Adam Silver woke up this morning and almost certainly came to a chilling realization.
That his showpiece as NBA commissioner, the championship series, The Finals, has already peaked.
The league failed by giving us more than we could possibly eat in Game One, which means that Game Two cannot possibly top it as a national discussion centerpiece without going to clownish and contrived lengths that will cause it to jump the shark entirely.
Game One was all the piefights at once, and we needn’t rehash all the ways the meringue flew. LeBron James (for his fashion choice), LeBron James Again (for his jaw-slackening performance), Kevin Durant, Ken Mauer, Tony Brothers, Mike Callahan in Secaucus, George Hill, J.R. Smith, Stephen Curry, Draymond Green, Tristan Thompson, Shaun Livingston, Tony Brothers Again, Draymond Green Again, LeBron James Yet Again (as media critic) and Mark Schwartz . . .
So, Adam, what else you got?
You know what you got? Nothing. There is nothing that can be beaten, which means you gave away all the best stuff in the first part of the movie. It’s the murder mystery read backward, the romcom where the protagonists fall in love during the opening credits, the superhero movie in which the stars form cleanup crews to tidy up the rubble after the planet’s been saved.
It’s the sequel as prequel, and it doesn’t work. It never has.

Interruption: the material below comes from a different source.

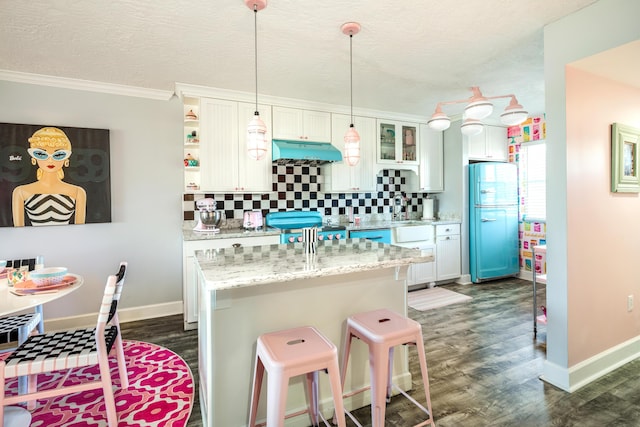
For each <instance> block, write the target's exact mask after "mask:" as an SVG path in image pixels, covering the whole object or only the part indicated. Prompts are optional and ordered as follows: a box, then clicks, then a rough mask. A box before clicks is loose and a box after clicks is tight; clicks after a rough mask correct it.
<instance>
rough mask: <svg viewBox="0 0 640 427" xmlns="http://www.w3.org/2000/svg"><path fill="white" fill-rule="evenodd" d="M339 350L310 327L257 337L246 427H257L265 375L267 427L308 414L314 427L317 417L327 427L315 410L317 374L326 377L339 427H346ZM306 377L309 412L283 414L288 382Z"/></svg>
mask: <svg viewBox="0 0 640 427" xmlns="http://www.w3.org/2000/svg"><path fill="white" fill-rule="evenodd" d="M338 369H339V368H338V350H337V348H336V346H335V345H334V344H333V343H332V342H331V341H329V340H328V339H327V338H325V337H324V336H323V335H322V334H321V333H320V332H318V330H317V329H315V328H313V327H311V326H305V327H301V328H293V329H287V330H284V331H278V332H272V333H268V334H264V335H261V336H259V337H258V344H257V347H256V363H255V369H254V374H253V390H252V392H251V408H250V412H249V426H250V427H254V426H255V425H256V413H257V410H258V400H259V397H260V389H261V387H262V378H263V376H264V371H265V370H266V371H267V373H268V384H267V404H268V405H267V423H266V425H267V427H283V426H284V420H285V419H286V418H290V417H293V416H296V415H301V414H304V413H305V412H308V413H309V416H310V418H311V423H312V425H313V426H317V425H318V416H319V417H320V418H321V419H322V421H323V422H324V424H325V425H326V426H327V427H330V426H329V423H328V422H327V420H326V419H325V418H324V417H323V416H322V413H320V411H319V410H318V400H319V399H318V371H322V370H324V371H326V372H327V374H329V382H330V384H331V391H332V394H333V404H334V408H335V411H336V413H338V414H342V416H341V417H340V416H338V417H337V418H336V420H337V423H338V426H339V427H346V421H345V416H344V406H343V404H342V387H341V383H340V373H339V370H338ZM302 374H306V376H307V390H308V393H309V397H310V398H311V402H310V404H309V409H308V410H303V411H298V412H296V413H292V414H285V407H286V403H287V391H288V388H289V379H290V378H292V377H295V376H298V375H302Z"/></svg>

And it can’t be undone. The league cannot assign Joe West, Wes McCauley and Ed Hochuli to officiate Game 2. It cannot force James to go for 64, 16 and 16, or to show up on the team bus wearing a taffeta ballgown and a fez. It cannot make J.R. sleep in soup, and it cannot make Draymond go more over-the-top as a provocateur.
All the things that made Game 1 a classic of the modern age happened organically, and nothing is worse than forcing an organic process. Indeed, the Warriors winning makes the league’s problem here even worse, because the game that Cavs should have stolen for narrative purposes was stolen by the Warriors to further shut Cleveland’s window of possibility.
Now maybe this is the zen that is required to deal with a clearly lopsided series that has battled ferociously to make its mark against the three Finals that preceded it.
And it did all of that, only it did so in such a way that the rest of the series cannot outdo. I mean, how many times can you get people to not know the score, the rules, or even the laws of probability?
Oh, and never mind James’ trousers. Nick Young came to a game in a bathrobe this year. Their fashion may not coincide with your fashion, but nobody cares about your fashion, they get to wear what they want, fashion is fascism so stop acting like your dad.
But James’ trousers did set off the evening as a series of bizarre events that culminated in a shower of shrapnel that cannot be repeated. The NBA gave us its best stuff, and now it has nothing left.
Except maybe replacing the national anthem with Janelle Monae singing “Boris The Spider” in a helium voice, Sam Hinkie and Bryan Colangelo wrestling in a vat of cooking oil at halftime while Red Panda circles on a turbo-powered unicycle juggling cleavers and spitting fire, and Steve Kerr announces after the game that he is abandoning progressive politics for a hereditary monarchy run by a pony.
Hey, we’re trying here. Now that the NBA shot its storytelling bolt on the first night, we don’t have a lot to work with here. Adam, to quote the poet/philosopher Zlatan Ibrahimovic, you're welcome.